Stanford scholars contribute to books published by the Hoover Institution Press
Two new books from the Hoover Institution Press grapple with two unrelated subjects that have shaped history: bank regulatory reform and ANDREI SAKHAROV.
In Making Failure Feasible, a group of Hoover economists and scholars challenges existing U.S. banking policy while urging bold monetary reforms, such as adding a new Chapter 14 to the U.S. bankruptcy code. The ideas presented are the result of the Hoover Institution’s Resolution Project, which was composed of a group of Stanford and Hoover economists, including JOHN TAYLOR, and KENNETH E. SCOTT, two of the book’s editors.

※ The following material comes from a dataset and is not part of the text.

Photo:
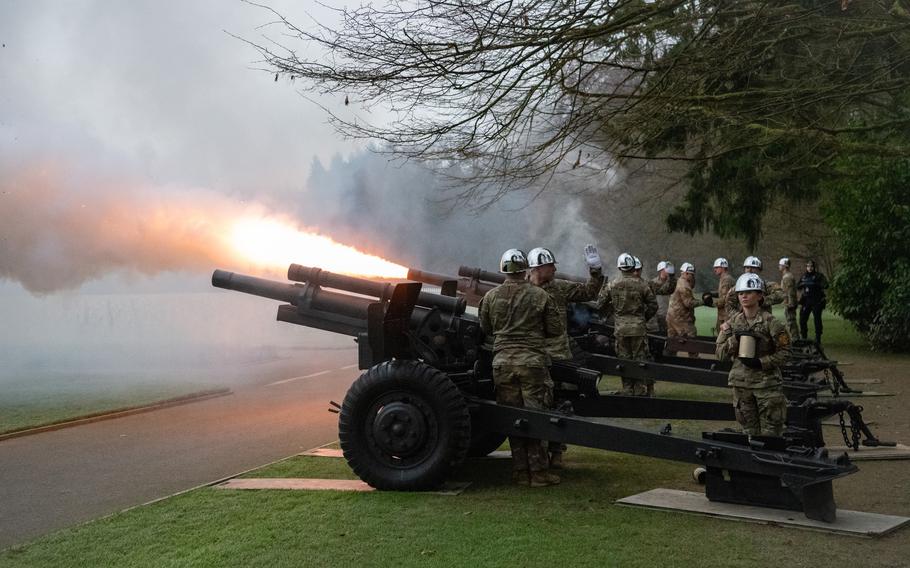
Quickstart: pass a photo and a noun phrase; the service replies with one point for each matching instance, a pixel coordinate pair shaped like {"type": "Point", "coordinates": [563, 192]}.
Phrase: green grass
{"type": "Point", "coordinates": [491, 524]}
{"type": "Point", "coordinates": [40, 401]}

Taylor said that Chapter 14 would allow failing financial firms to go through bankruptcy without disrupting the economy.
“There is no reason why financial firms should be bailed out by the government and be viewed as too big to fail. If they go broke or become insolvent they should just be allowed to fail and go through bankruptcy, just like non-financial firms,” he explained.
By making failure of such firms feasible, Taylor said, it would mean that their failure would not wreak havoc on the economy. “This reform would prevent taxpayer bailouts and create a financial system with less risk and more stability.”

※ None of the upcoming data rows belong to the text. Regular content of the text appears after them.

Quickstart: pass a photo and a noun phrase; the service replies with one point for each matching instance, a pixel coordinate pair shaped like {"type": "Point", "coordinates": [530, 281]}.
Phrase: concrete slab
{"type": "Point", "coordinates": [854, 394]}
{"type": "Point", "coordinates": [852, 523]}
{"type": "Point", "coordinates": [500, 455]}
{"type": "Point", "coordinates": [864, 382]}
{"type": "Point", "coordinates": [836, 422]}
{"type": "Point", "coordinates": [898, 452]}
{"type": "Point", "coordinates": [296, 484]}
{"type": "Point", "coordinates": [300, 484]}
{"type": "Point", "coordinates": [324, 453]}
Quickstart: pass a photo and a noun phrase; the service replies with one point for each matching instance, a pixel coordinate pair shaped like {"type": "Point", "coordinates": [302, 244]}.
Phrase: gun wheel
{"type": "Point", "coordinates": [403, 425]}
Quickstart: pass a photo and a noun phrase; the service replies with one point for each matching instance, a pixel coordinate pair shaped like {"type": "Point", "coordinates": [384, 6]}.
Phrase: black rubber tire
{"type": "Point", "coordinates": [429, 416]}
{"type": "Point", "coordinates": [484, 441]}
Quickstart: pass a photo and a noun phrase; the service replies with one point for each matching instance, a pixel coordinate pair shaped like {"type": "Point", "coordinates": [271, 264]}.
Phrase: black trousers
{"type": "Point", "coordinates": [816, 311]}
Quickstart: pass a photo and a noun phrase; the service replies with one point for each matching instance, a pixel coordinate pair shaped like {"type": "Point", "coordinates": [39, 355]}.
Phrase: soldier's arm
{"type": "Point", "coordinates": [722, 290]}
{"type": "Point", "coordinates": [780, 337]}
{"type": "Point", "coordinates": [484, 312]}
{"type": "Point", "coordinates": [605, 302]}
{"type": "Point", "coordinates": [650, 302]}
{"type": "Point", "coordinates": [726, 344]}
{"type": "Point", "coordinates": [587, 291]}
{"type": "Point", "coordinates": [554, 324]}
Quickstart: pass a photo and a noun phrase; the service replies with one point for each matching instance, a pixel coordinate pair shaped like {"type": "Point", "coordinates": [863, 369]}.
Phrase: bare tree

He noted that due to the research by the authors of this book, legislation on this very point is now working its way through Congress. “The hope is that the additional research in this book will help usher this legislation into law.”

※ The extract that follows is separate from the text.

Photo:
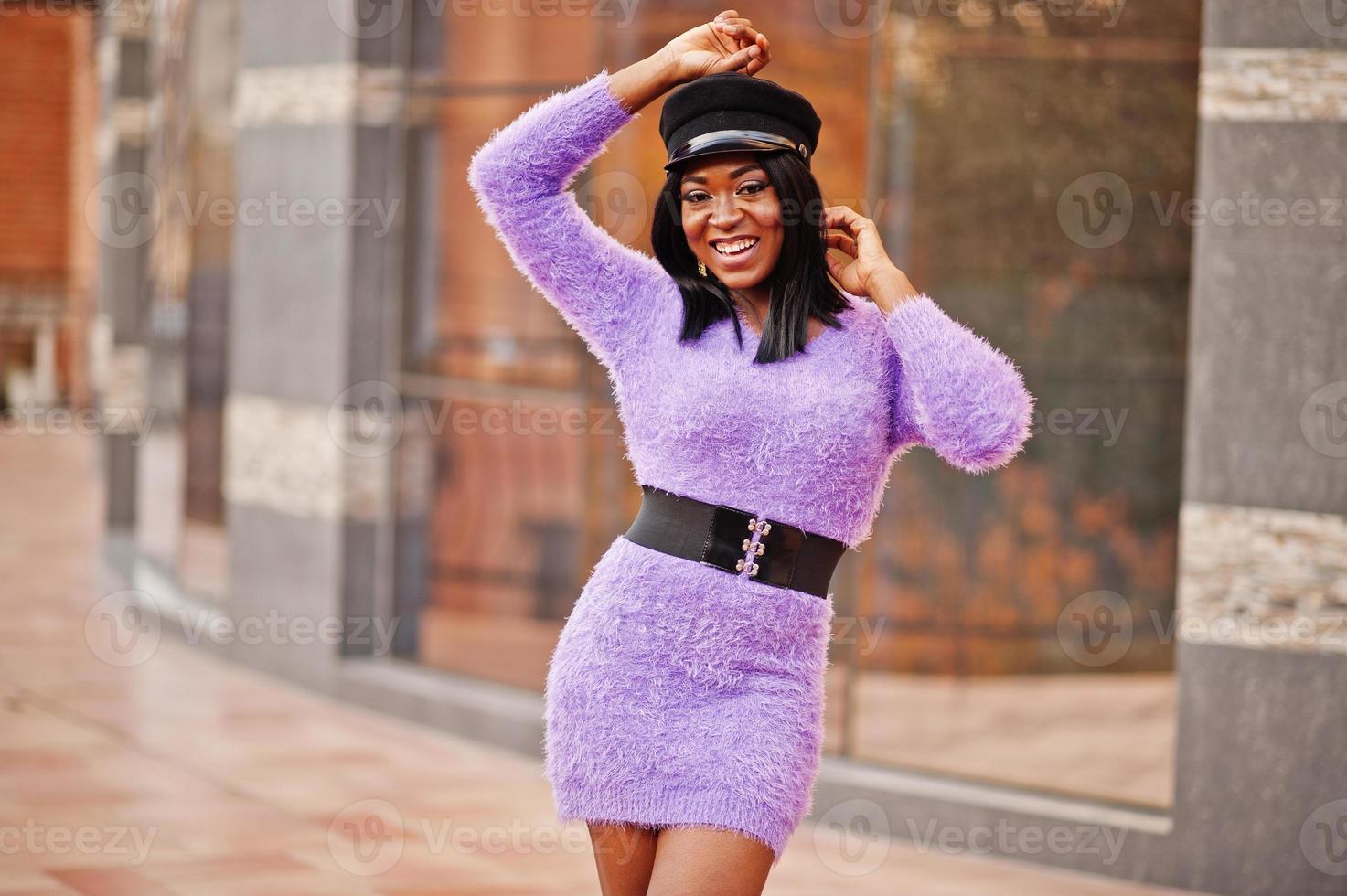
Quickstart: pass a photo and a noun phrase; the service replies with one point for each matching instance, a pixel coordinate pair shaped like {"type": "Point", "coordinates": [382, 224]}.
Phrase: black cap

The other book, Andrei Sakharov: The Conscience of Humanity, was edited by Hoover Distinguished Fellow GEORGE P. SHULTZ, the former U.S. Secretary of State, and Hoover senior fellow SIDNEY DRELL. The book examines the life and works of Russian nuclear physicist and human rights activist Andrei Sakharov, who played a leading role in speaking out against Soviet rulers, the testing of nuclear weapons and the Soviet system of imprisonment. The idea is to illustrate the nature of – and possible solutions to – today’s nuclear threats.